Technological advances have greatly improved our knowledge of myelopoiesis, for example, with the discovery of granulocyte‒monocyte‒dendritic cell (DC) progenitors (GMDPs), monocyte‒DC progenitors (MDPs), common DC progenitors (CDPs) and common monocyte progenitors (cMoPs) on the basis of flow cytometry approaches. Concomitantly, some progress has been made in characterizing the very early phases of human neutropoiesis with the description of novel CD66b⁺ progenitors, including eNePs, PMs w/o eNePs, ProNeus, and PreNeus. More recently, we identified four SSC^loLin^-CD66b^-CD45^dimCD34⁺/CD34^dim/-CD64^dimCD115^- cells as the earliest precursors specifically committed to the neutrophil lineage present in human bone marrow (BM), which we called neutrophil-committed progenitors (NCPs, from NCP1s to NCP4s). In this study, we report the isolation and characterization of two new SSC^hiCD66b^-CD64^dimCD115^-NCPs that, by phenotypic, transcriptomic, maturation and immunohistochemistry properties, as well as by flow cytometric side-scattered light (SSC), stand after NCP4s but precede promyelocytes during the neutropoiesis cascade. Similar to SSC^loCD45RA⁺NCP2s/NCP3s and SSC^loCD45RA^-NCP1s/NCP4s, these cells exhibit phenotypic differences in CD45RA expression levels and, therefore, were named SSC^hiCD45RA⁺NCP5s and SSC^hiCD45RA^-NCP6s.

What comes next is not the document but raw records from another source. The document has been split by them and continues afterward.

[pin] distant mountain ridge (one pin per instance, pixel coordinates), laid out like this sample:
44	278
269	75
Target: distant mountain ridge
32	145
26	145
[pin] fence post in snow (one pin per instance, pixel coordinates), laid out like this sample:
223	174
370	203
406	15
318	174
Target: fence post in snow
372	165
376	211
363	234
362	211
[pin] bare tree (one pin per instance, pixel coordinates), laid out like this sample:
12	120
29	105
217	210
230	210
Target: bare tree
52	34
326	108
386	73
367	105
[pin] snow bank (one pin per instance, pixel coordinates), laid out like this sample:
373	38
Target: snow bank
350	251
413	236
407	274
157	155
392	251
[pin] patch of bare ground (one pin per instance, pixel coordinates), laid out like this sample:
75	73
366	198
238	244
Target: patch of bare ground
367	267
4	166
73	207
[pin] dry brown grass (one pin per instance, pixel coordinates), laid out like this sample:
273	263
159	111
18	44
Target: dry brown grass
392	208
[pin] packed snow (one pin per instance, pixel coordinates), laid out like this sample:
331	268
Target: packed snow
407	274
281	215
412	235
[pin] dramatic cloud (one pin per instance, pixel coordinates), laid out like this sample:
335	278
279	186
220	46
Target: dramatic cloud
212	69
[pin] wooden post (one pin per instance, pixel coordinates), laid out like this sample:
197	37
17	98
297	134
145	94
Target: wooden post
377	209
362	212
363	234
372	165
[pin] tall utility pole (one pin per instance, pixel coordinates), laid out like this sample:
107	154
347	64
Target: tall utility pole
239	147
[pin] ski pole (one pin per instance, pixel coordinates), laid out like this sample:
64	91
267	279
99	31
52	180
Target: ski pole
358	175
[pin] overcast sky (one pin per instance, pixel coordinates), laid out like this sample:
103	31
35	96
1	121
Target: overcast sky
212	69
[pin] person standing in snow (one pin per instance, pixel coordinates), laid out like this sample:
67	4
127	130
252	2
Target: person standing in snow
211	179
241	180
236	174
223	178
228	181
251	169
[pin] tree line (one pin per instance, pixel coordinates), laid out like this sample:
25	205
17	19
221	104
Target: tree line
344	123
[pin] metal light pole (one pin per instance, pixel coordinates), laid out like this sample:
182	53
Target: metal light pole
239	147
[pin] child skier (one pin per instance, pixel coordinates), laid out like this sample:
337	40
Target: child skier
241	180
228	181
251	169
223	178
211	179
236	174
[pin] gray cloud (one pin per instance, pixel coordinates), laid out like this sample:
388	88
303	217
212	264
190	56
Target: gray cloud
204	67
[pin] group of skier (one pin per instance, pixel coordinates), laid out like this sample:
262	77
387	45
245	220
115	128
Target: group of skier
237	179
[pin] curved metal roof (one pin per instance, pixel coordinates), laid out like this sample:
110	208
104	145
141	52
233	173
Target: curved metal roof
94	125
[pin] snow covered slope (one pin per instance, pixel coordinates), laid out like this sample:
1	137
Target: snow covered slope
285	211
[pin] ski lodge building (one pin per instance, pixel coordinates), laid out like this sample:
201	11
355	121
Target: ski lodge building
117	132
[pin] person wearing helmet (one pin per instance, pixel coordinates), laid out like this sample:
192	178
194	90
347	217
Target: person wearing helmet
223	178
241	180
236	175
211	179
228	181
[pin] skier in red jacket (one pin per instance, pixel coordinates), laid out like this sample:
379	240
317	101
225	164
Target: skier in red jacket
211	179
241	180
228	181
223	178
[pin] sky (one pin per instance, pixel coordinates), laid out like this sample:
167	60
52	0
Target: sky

Moreover, NCP5s were more immature than NCP6s, as determined by cell differentiation and proliferative potential, as well as by transcriptomic and phenotypical features. Finally, by examining whether NCPs and all other CD66b⁺ neutrophil precursors are altered in representative hematological malignancies, we found that, in patients with chronic-phase chronic myeloid leukemia (CP-CML), but not with systemic mastocytosis (SM), there is an increased frequency of BM NCP4s, NCP6s, and all downstream CD45RA-negative neutrophil progenitors, suggesting their expansion in CML pathogenesis. Taken together, our data advance our knowledge of human neutropoiesis.